Cervantes nuestro, 28.09.05

Hace unos cuantos días me encontraba charlando con uno de mis libreros favoritos cuando en la librería –hasta ese momento vacía– entró un cliente con cierto aspecto de urgencia. Sin dudarlo se encaminó hasta el librero y le solicitó con suma educación que quería “un Quijote”, al tiempo que musitaba algo azorado que desconocía el título exacto de la obra. A mi amigo librero, tan sabio como poco observador (ambas suelen ser características habitualmente coexistentes), no se le ocurrió otra cosa que arrollar al cliente con los eximios fastos editoriales del cuatricentenario: que si quería el Quijote de Mingote, que si el de la RAE (tales siglas debieron sonar al peticionario como si de las mismísimas SS se tratase), que si el de Francisco Rico… A estas alturas de la enumeración del catálogo de las naves, la indignación del cliente rebosó su propio vaso. Menos mal que, por fortuna, el hombre era de buenos modos, así que se limitó a precisar, no sin cierta irritación: “no, no, si yo quiero el de Cervantes”. Así se habla –pensé yo para mis adentros–, eso es tener las ideas claras, nada de gato por liebre. Al buen librero se le quedó el gesto como embalsamado y le indicó al comprador que sí, que por supuesto, que tenía una edición barata en dos tomos, mientras lo acompañaba hasta el estante en que la citada edición se encontraba. El cliente quedó allí dando vuelta entre las manos a la edición económica, y después de unos minutos se volvió enfurruñado hacia nosotros y dijo que no, que no se la llevaba, saliendo a continuación apresuradamente del comercio. “Natural”, le dije yo a mi amigo, “qué pretendías, después de haber intentado engañarle. Un poco más y le ofreces el Quijote de Avellaneda, o peor aún… el de Trapiello”.

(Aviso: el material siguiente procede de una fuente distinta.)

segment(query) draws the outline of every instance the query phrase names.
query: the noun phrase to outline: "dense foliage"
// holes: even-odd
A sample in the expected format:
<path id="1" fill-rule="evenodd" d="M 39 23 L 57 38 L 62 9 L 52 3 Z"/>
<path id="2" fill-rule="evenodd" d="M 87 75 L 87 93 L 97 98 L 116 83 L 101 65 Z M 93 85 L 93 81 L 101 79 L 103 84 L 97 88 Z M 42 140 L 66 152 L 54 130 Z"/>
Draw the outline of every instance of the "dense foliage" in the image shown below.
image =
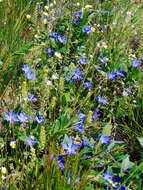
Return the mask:
<path id="1" fill-rule="evenodd" d="M 2 190 L 143 189 L 142 13 L 0 0 Z"/>

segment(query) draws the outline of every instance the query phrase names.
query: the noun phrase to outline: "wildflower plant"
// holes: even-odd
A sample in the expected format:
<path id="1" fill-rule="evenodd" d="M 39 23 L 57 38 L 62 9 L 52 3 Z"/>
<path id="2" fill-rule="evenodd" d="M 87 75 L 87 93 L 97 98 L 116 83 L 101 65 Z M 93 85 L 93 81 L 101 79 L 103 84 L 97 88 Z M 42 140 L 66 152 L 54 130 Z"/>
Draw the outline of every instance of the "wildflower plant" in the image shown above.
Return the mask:
<path id="1" fill-rule="evenodd" d="M 141 3 L 0 4 L 0 188 L 142 189 Z"/>

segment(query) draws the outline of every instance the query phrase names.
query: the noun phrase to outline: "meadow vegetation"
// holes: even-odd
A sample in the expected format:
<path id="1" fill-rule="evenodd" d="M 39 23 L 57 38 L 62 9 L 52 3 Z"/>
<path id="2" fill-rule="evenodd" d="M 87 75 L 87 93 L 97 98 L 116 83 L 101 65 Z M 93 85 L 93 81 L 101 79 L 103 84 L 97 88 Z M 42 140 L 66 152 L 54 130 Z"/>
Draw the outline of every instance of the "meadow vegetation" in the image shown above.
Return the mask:
<path id="1" fill-rule="evenodd" d="M 143 5 L 0 0 L 0 188 L 143 189 Z"/>

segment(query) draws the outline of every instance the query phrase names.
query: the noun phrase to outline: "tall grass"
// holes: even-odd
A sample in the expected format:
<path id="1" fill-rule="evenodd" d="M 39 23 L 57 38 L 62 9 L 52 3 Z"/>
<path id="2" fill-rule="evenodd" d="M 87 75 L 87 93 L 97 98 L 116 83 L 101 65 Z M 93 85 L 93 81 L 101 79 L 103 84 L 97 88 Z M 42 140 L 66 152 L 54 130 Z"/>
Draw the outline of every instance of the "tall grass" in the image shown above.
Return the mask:
<path id="1" fill-rule="evenodd" d="M 0 2 L 2 189 L 143 188 L 142 11 L 129 0 Z"/>

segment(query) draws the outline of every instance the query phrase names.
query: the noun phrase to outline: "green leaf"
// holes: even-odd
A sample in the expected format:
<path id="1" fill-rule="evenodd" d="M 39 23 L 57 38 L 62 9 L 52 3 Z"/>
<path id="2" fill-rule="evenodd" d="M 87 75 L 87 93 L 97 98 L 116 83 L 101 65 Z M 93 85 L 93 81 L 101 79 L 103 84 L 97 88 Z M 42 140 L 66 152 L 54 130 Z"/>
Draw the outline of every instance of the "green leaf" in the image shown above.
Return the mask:
<path id="1" fill-rule="evenodd" d="M 122 161 L 121 164 L 121 171 L 125 171 L 128 168 L 132 168 L 134 166 L 133 162 L 130 162 L 129 155 L 126 156 L 126 158 Z"/>
<path id="2" fill-rule="evenodd" d="M 143 147 L 143 137 L 137 137 L 140 145 Z"/>
<path id="3" fill-rule="evenodd" d="M 105 125 L 105 127 L 103 128 L 102 134 L 104 136 L 110 136 L 111 135 L 111 129 L 112 129 L 111 123 L 107 123 Z"/>

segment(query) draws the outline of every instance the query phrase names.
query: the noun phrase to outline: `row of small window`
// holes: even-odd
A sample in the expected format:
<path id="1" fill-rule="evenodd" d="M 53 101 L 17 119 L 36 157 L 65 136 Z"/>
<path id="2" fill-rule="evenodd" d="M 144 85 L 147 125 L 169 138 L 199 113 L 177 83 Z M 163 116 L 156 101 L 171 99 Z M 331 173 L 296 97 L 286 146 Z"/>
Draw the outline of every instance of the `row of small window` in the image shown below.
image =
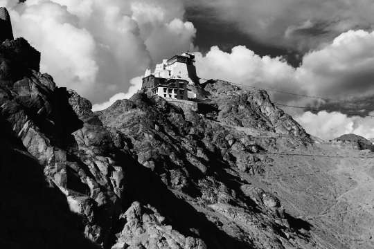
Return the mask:
<path id="1" fill-rule="evenodd" d="M 158 89 L 156 89 L 156 90 L 158 90 Z M 163 89 L 163 92 L 164 93 L 172 93 L 172 89 L 166 89 L 166 88 L 164 88 Z M 184 90 L 181 90 L 181 89 L 174 89 L 174 93 L 179 93 L 180 94 L 183 94 L 184 93 Z M 157 93 L 158 93 L 158 91 L 157 91 Z"/>
<path id="2" fill-rule="evenodd" d="M 176 86 L 176 84 L 178 84 L 178 83 L 171 83 L 169 85 L 170 86 Z M 179 88 L 184 88 L 184 83 L 179 83 Z"/>

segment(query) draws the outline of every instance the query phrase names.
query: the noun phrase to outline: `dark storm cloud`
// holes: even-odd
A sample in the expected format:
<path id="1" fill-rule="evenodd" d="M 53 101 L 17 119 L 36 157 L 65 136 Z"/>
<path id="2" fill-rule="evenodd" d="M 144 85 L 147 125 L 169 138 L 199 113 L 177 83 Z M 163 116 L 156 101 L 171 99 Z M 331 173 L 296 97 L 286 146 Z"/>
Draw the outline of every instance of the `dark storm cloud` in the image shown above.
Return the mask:
<path id="1" fill-rule="evenodd" d="M 350 29 L 371 30 L 371 0 L 185 0 L 262 44 L 305 52 Z M 196 12 L 197 12 L 196 14 Z"/>

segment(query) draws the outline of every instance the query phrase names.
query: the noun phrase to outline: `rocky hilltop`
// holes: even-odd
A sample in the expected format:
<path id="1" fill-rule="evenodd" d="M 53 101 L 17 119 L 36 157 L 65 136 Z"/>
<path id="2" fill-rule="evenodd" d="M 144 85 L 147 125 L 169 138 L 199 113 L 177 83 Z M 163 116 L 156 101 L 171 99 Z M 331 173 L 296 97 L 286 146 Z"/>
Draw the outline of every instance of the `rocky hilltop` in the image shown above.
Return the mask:
<path id="1" fill-rule="evenodd" d="M 211 80 L 199 102 L 135 94 L 93 113 L 39 56 L 23 39 L 0 45 L 1 248 L 373 245 L 371 211 L 346 215 L 349 231 L 333 216 L 357 185 L 328 173 L 339 152 L 323 160 L 265 91 Z"/>

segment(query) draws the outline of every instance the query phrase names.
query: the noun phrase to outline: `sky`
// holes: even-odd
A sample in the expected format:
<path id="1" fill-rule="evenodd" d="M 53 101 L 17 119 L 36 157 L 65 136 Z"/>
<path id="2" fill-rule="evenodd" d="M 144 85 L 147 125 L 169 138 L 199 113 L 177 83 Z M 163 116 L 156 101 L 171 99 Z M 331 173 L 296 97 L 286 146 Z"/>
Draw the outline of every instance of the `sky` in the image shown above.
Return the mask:
<path id="1" fill-rule="evenodd" d="M 367 116 L 374 111 L 372 0 L 0 0 L 0 6 L 10 11 L 15 36 L 42 52 L 41 71 L 89 99 L 93 110 L 129 98 L 147 68 L 190 50 L 201 77 L 323 97 L 269 92 L 274 102 L 314 107 L 285 110 L 314 136 L 374 138 L 374 118 Z"/>

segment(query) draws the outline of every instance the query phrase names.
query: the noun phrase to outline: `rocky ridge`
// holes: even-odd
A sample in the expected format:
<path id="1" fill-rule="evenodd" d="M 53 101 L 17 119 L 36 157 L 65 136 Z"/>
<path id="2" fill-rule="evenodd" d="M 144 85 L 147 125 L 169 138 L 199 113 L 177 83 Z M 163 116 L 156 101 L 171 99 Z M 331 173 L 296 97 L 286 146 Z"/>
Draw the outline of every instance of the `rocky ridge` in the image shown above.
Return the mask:
<path id="1" fill-rule="evenodd" d="M 0 244 L 338 248 L 255 184 L 274 155 L 314 147 L 266 92 L 210 81 L 196 109 L 135 94 L 93 113 L 39 58 L 23 39 L 0 45 Z"/>

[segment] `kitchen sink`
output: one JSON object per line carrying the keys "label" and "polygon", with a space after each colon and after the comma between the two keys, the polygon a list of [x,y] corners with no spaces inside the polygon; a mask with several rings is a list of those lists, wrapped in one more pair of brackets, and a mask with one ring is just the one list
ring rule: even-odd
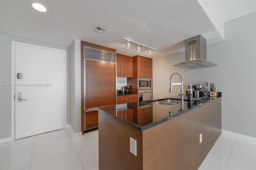
{"label": "kitchen sink", "polygon": [[173,105],[180,103],[180,100],[175,99],[163,99],[150,101],[152,103],[160,104],[161,105]]}
{"label": "kitchen sink", "polygon": [[156,103],[156,104],[160,104],[161,105],[176,105],[177,103],[170,103],[170,102],[166,102],[164,101],[153,101],[151,102],[152,103]]}
{"label": "kitchen sink", "polygon": [[174,104],[176,103],[180,103],[180,100],[176,100],[176,99],[164,99],[162,100],[160,100],[160,101],[162,102],[169,102],[169,103],[174,103]]}

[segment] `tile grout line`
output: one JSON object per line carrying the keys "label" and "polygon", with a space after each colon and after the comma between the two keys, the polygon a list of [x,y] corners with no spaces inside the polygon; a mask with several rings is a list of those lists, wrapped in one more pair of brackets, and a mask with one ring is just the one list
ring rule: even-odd
{"label": "tile grout line", "polygon": [[[79,156],[78,156],[78,154],[77,154],[77,152],[76,152],[76,148],[75,148],[75,146],[74,145],[74,144],[73,143],[73,142],[72,142],[72,140],[71,140],[71,138],[70,138],[70,136],[69,135],[69,134],[68,134],[68,132],[67,132],[67,133],[68,133],[68,136],[69,136],[69,139],[71,141],[71,143],[72,144],[72,145],[73,146],[73,147],[74,147],[74,148],[75,150],[75,152],[76,152],[76,156],[77,156],[77,157],[78,158],[78,159],[79,160],[79,162],[80,162],[80,163],[81,164],[81,165],[82,165],[82,167],[83,168],[83,169],[84,170],[84,166],[83,166],[83,164],[82,163],[82,162],[81,161],[81,160],[80,160],[80,158],[79,158]],[[75,138],[75,137],[74,137],[74,138]]]}
{"label": "tile grout line", "polygon": [[33,150],[32,151],[32,154],[31,155],[31,159],[30,159],[30,163],[29,164],[29,169],[30,169],[31,166],[31,162],[32,162],[32,158],[33,158],[33,154],[34,153],[34,150],[35,149],[35,145],[36,144],[36,136],[35,136],[35,141],[34,142],[34,146],[33,146]]}
{"label": "tile grout line", "polygon": [[228,161],[229,161],[229,159],[230,158],[230,156],[231,155],[231,153],[232,153],[232,151],[233,150],[233,148],[234,148],[234,146],[235,144],[235,142],[236,142],[236,137],[235,138],[235,140],[234,142],[234,144],[232,145],[232,148],[231,149],[231,151],[230,152],[230,153],[229,154],[229,156],[228,156],[228,161],[227,162],[227,164],[226,165],[226,167],[225,167],[225,169],[227,169],[227,167],[228,166]]}

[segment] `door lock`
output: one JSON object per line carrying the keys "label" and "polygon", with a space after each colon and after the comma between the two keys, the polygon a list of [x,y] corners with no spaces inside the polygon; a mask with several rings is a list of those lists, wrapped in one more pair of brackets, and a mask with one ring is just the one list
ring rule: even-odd
{"label": "door lock", "polygon": [[18,79],[22,79],[22,73],[17,73],[17,78]]}
{"label": "door lock", "polygon": [[22,101],[26,101],[27,99],[22,99],[22,93],[18,93],[18,102],[21,102]]}

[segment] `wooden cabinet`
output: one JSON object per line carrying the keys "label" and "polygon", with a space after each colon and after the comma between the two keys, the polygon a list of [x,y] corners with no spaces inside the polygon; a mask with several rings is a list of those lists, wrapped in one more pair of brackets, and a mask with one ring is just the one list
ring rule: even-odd
{"label": "wooden cabinet", "polygon": [[132,57],[116,54],[116,76],[132,77]]}
{"label": "wooden cabinet", "polygon": [[134,77],[152,78],[152,59],[136,55],[132,62]]}
{"label": "wooden cabinet", "polygon": [[98,127],[98,113],[97,111],[85,112],[85,130]]}
{"label": "wooden cabinet", "polygon": [[122,95],[116,97],[116,104],[138,102],[138,95]]}
{"label": "wooden cabinet", "polygon": [[138,125],[142,127],[153,122],[152,107],[139,109],[138,111]]}
{"label": "wooden cabinet", "polygon": [[117,117],[128,122],[132,123],[133,117],[132,109],[118,111],[117,112]]}

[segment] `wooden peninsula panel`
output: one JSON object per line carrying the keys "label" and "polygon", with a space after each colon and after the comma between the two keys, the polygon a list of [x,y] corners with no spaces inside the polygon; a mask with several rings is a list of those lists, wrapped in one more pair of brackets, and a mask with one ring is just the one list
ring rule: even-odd
{"label": "wooden peninsula panel", "polygon": [[[99,169],[198,169],[221,133],[221,98],[193,109],[142,131],[99,110]],[[134,109],[134,121],[140,112]]]}
{"label": "wooden peninsula panel", "polygon": [[143,169],[198,169],[206,155],[205,106],[143,131]]}

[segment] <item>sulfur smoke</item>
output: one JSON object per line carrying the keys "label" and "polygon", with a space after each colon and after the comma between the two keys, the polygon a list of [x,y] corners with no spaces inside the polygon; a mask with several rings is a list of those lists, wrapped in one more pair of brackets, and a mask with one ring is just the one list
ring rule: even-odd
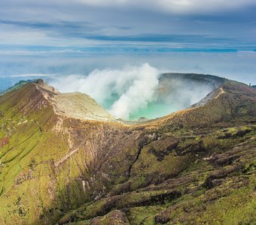
{"label": "sulfur smoke", "polygon": [[95,70],[88,76],[56,76],[50,84],[62,92],[87,93],[115,118],[129,119],[152,100],[158,76],[156,68],[144,64],[123,70]]}
{"label": "sulfur smoke", "polygon": [[176,76],[161,80],[148,64],[122,70],[95,70],[85,75],[55,76],[49,82],[62,92],[90,95],[116,118],[154,118],[198,102],[213,88]]}

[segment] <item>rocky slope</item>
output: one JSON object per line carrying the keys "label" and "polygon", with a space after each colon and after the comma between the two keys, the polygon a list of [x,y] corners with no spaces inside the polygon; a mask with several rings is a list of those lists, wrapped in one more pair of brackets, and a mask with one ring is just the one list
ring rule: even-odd
{"label": "rocky slope", "polygon": [[215,79],[203,103],[131,124],[40,80],[0,96],[0,224],[252,224],[256,90]]}

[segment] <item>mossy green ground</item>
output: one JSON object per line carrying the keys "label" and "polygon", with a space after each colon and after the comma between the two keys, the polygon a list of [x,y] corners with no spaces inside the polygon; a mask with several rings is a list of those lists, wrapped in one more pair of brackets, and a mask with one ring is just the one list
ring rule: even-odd
{"label": "mossy green ground", "polygon": [[246,88],[227,83],[205,106],[139,126],[59,117],[34,84],[8,92],[0,224],[253,224],[256,101]]}

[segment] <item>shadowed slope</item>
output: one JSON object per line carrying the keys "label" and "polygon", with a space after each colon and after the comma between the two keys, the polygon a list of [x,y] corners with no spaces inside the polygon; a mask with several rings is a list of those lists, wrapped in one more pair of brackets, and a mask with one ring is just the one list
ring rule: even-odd
{"label": "shadowed slope", "polygon": [[38,82],[0,97],[0,224],[254,220],[255,90],[227,81],[204,104],[128,125],[58,112]]}

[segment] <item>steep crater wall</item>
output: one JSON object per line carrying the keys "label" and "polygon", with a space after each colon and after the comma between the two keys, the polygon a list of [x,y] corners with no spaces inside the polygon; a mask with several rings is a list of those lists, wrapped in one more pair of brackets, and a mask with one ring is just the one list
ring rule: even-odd
{"label": "steep crater wall", "polygon": [[[212,75],[161,74],[153,100],[148,104],[147,107],[139,110],[132,115],[131,119],[138,119],[140,117],[159,118],[190,107],[204,99],[224,82],[224,78]],[[207,100],[215,95],[214,93],[209,94]]]}

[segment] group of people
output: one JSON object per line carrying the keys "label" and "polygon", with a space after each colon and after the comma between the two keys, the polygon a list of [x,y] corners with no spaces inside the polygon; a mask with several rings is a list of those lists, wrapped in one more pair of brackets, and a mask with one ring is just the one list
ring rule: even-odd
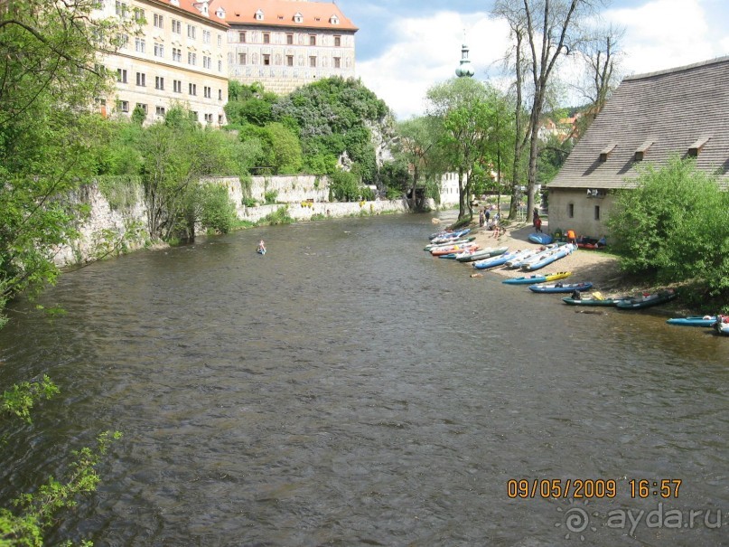
{"label": "group of people", "polygon": [[542,219],[539,217],[539,210],[537,207],[534,208],[534,218],[532,219],[532,223],[534,224],[534,231],[537,233],[541,233],[542,231]]}

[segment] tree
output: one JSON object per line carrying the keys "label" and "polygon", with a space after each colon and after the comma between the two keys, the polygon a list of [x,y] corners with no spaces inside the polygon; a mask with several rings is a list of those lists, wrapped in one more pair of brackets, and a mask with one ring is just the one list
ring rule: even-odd
{"label": "tree", "polygon": [[624,33],[624,29],[612,24],[596,27],[577,46],[577,52],[585,65],[585,81],[580,86],[580,90],[588,103],[584,115],[580,118],[577,137],[597,118],[620,82],[620,62],[622,58],[620,48]]}
{"label": "tree", "polygon": [[662,281],[698,278],[714,296],[727,292],[729,193],[694,160],[644,167],[615,205],[608,227],[624,269]]}
{"label": "tree", "polygon": [[458,219],[470,219],[474,168],[477,164],[493,165],[501,149],[502,97],[491,86],[457,78],[432,87],[427,99],[428,114],[440,120],[439,145],[458,172]]}
{"label": "tree", "polygon": [[[569,53],[583,35],[579,21],[591,0],[522,0],[515,4],[496,0],[493,14],[509,21],[517,40],[517,88],[523,86],[523,69],[531,76],[531,105],[526,137],[529,143],[527,211],[531,220],[537,188],[538,128],[547,98],[547,85],[563,51]],[[519,114],[518,114],[519,116]],[[515,155],[518,156],[518,155]],[[513,207],[513,204],[512,204]]]}
{"label": "tree", "polygon": [[140,146],[150,235],[164,240],[175,233],[193,238],[194,186],[203,176],[241,174],[236,138],[201,128],[186,110],[175,107],[164,120],[145,128]]}

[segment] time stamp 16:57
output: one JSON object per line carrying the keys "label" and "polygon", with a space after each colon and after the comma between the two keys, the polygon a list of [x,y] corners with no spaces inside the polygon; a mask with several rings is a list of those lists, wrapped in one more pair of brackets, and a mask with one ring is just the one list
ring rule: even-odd
{"label": "time stamp 16:57", "polygon": [[[678,498],[680,478],[631,478],[628,481],[631,498]],[[572,497],[613,498],[618,484],[612,478],[510,478],[506,483],[510,498]]]}

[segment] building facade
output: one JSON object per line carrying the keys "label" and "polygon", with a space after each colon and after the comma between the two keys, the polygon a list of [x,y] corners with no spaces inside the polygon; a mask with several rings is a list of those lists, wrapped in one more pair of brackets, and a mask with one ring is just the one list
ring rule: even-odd
{"label": "building facade", "polygon": [[230,80],[286,94],[321,78],[354,77],[358,29],[333,3],[217,0],[214,9],[229,25]]}
{"label": "building facade", "polygon": [[114,52],[99,61],[116,72],[114,97],[102,100],[107,115],[130,116],[139,106],[146,122],[180,104],[198,121],[226,123],[228,24],[210,6],[192,0],[104,0],[96,15],[129,22]]}

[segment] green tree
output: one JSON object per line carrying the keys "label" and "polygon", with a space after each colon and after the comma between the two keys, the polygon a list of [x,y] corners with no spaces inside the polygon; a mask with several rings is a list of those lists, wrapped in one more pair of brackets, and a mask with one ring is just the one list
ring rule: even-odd
{"label": "green tree", "polygon": [[94,0],[14,0],[0,6],[0,312],[23,290],[53,282],[53,254],[82,212],[68,192],[97,169],[97,97],[110,81],[96,65],[112,24]]}
{"label": "green tree", "polygon": [[439,143],[446,161],[458,172],[458,219],[470,219],[476,166],[500,162],[507,127],[503,98],[491,86],[457,78],[432,87],[427,99],[429,114],[441,120]]}

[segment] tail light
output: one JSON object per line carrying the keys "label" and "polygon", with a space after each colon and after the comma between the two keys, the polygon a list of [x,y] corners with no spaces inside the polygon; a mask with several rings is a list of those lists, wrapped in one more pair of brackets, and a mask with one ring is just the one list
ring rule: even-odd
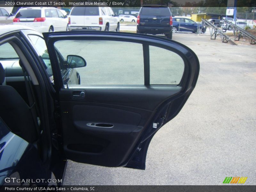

A ver si nos enteramos de que Cervantes es legítima propiedad de todos los españoles, algo así como el toro de Osborne, que tan dignamente preside la Red de Carreteras Españolas desde tiempo inmemorial, tal vez incluso más allá de la remota época de la sangrienta suovetaurilia mediterránea. Con tales cosas no se juega. Para eso, además, se celebran los centenarios y hasta los cuatricentenarios: no por resaltar y aumentar y poner en sana circulación el valor de la “cosa” celebrada, sino para tener plena conciencia –al menos durante un año– de nuestro patrimonio y que no nos lo quieran escamotear, por si queremos explotarlo. Y a eso –a explotarlo– se dedican unos cuantos. De ahí que el logo con las aspas de Don Qvixote de La Mancha –caballero ingenuo cuando La Mancha no era todavía Comunidad Autónoma compuesta– haya dejado su sello en este año hasta en los envases de papel higiénico. Faltaría más; cada español con su Quijote hace lo que le da la gana, incluso –y sobre todo– en el cuarto de baño (por el este peninsular, sin duda menos identificado con nuestro manchego universal, es de suponer que lo hagan con Tirante-el-Blanco.CAT).
En realidad, y por llegar más lejos en lo del uso y abuso de la propiedad, pienso que –por supuesto, antes del final del cuatricentenario y con el logo citado– acabará por promoverse una edición especial de las aventuras de nuestro caballero Don Qvixote en ligero formato apto para lectura en inodoro, orientado a aquellos que gustan del placer de saborear su patrimonio durante la sentada cotidiana. No cabe duda de que los españoles, tan propietarios de nuestras propias cosas, saludaríamos a su autor como saludó aquel colega a Alexander Pope tras su traducción de la Odisea: “Bello libro, señor Pope, pero no diga que es de Homero”. Por fortuna, todavía quedan lectores inocentes que saben poner a abusadores y avispados varios en su debido lugar: si ha de ser un Quijote, pues que sea el de Cervantes.